Republican presidential candidates said on Saturday they would stop Iran from developing an atomic bomb but differed over how to do it in a debate that tested their knowledge of world hotspots.

The economy has been the No. 1 issue for the 2012 election campaign, so the CBS News/National Journal debate offered a rare opportunity to hear the candidates explain how they would handle the job as commander-in-chief.

The candidates made no major stumbles during the first hour of the 90-minute gathering, but Texas Governor Rick Perry’s belief that the United States should consider eliminating foreign aid to Pakistan stirred debate among the candidates.

Newt Gingrich, who came to Spartanburg, South Carolina, riding a new wave of support as the conservative alternative to the more moderate Mitt Romney, declared he would launch covert operations within Iran in order to be able to deny them later.
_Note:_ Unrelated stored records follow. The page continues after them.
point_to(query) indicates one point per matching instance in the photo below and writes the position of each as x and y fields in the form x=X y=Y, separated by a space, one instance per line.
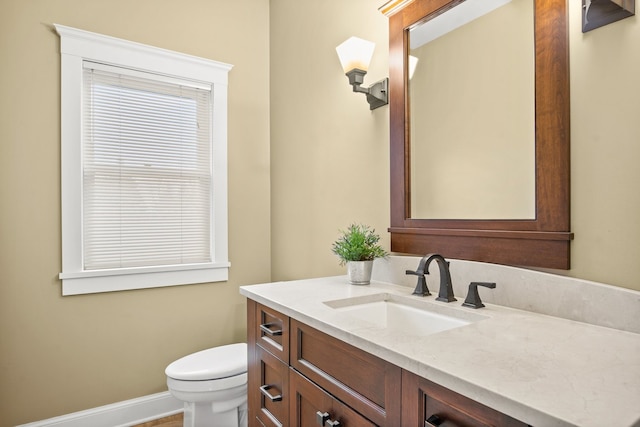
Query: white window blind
x=147 y=184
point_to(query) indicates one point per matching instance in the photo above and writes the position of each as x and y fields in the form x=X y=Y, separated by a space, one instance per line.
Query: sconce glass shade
x=355 y=53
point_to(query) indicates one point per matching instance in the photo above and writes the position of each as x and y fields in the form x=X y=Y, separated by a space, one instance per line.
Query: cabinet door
x=271 y=329
x=427 y=404
x=310 y=406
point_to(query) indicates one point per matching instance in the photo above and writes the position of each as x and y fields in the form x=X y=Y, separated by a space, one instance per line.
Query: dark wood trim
x=541 y=242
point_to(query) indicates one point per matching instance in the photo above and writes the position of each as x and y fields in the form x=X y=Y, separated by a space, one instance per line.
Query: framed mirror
x=538 y=234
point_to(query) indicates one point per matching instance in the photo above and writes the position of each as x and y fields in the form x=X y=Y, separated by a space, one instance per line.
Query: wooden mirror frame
x=541 y=242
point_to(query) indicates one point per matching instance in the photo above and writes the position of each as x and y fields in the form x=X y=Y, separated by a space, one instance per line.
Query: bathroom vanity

Romney, who for months has been a front-runner to win the right to challenge President Barack Obama in the election next year, vowed in the debate at Wofford College to prevent Iran getting a nuclear weapon.

“One thing you can know is if we elect Barack Obama, Iran will have a nuclear weapon,” said Romney, a former Massachusetts governor. “If you elect me … as the next president they will not have a nuclear weapon.”

The U.N. nuclear watchdog, the International Atomic Energy Agency, on Tuesday reported that Iran appears to have worked on designing an atomic bomb and may still be conducting secret research related to building such weapons.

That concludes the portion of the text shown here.